I'm thinking about a way to say "Hello, clever/wise girl". Could I use 'chytrá/moudrá' as  a noun 'Ahoj, chytrá'? Or should I try to form something like  _chytryčka , moudrývka_  ?

Thank you


----------



## ilocas2

Hi

The best what I can think of is _Ahoj, chytrá holko_, but it's not idiomatic and sounds strange.

_Ahoj, chytrá_ or _Ahoj, chytračko_ or _Ahoj, moudrá holko_ or _Ahoj, moudrá_ are even much worse.

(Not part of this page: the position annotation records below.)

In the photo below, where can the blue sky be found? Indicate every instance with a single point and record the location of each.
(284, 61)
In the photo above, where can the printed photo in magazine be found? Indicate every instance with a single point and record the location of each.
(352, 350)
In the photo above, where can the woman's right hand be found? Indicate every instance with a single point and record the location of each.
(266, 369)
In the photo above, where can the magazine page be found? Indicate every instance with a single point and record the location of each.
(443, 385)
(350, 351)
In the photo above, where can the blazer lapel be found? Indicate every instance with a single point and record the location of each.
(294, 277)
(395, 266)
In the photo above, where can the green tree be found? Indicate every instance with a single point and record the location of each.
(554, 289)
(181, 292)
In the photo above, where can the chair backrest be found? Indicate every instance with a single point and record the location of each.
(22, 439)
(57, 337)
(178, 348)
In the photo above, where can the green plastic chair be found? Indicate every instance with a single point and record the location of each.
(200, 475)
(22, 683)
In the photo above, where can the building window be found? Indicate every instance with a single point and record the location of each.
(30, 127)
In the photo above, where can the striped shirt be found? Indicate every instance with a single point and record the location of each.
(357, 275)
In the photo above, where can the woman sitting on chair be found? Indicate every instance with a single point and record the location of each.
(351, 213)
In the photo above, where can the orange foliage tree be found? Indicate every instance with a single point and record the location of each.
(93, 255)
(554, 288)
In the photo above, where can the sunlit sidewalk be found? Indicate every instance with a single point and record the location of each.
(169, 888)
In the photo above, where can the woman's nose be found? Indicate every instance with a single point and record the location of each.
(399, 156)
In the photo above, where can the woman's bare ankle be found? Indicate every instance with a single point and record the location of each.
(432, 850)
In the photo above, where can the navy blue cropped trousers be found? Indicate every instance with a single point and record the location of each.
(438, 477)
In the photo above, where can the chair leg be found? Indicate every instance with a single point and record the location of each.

You can say _dívko_ or _děvče_ (chytré děvče) instead of _holko_, but it's not better.


----------



## mimirom

Hi Tagarela,

you could use "Ahoj, moudrá dámo." I'd say this way it sounds ok. The meaning would be most exact the same as "Hello, wise lady" in English.


----------



## ilocas2

mimirom said:


> Hi Tagarela,
> 
> you could use "Ahoj, moudrá dámo." I'd say this way it sounds ok. The meaning would be most exact the same as "Hello, wise lady" in English.



In my opinion it would make sense only for someone, who knows that greeting from English.


----------



## NotNow

ilocas2 said:


> In my opinion it would make sense only for someone, who knows that greeting from English.


 
I have never heard such a greeting in English.


----------



## Tagarela

Hello,

Thank you all for the replies. 
_Ahoj, moudrá dámo_ seems to work for my purpose, I was also thinking about _Ahoj, moudrá paní_ - is it better?


----------



## ilocas2

Actually I don't know if "Hello, wise lady" is used in English. My assumption was based on the mimirom's post.

"Ahoj, moudrá dámo" or "Ahoj, moudrá paní" sound stupid. If I were woman and somebody greeted me this way, I would think that he/she was mocking me.



Tagarela said:


> ...to work for my purpose...



What is that purpose, please?


----------



## Tagarela

ilocas2 said:


> What is that purpose, please?



It is because I was chatting with my Czech friend other day, I said one thing and she replied me on a very clever way, and I said "Clever girl you are" - so it was to make a little fun based on the previous situation =).


----------



## ilocas2

I would write:

"Jseš fakt chytrá holka" or "Jseš vážně chytrá holka" or "Jseš opravdu chytrá holka"

(it's colloquial language)

you can spell "jseš" as "seš"


----------



## mimirom

Tagarela said:


> It is because I was chatting with my Czech friend other day, I said one thing and she replied me on a very clever way, and I said "Clever girl you are" - so it was to make a little fun based on the previous situation =).



In that case "Ahoj, moudrá dámo" is definitely not appropriate. Sorry for misguiding you.


----------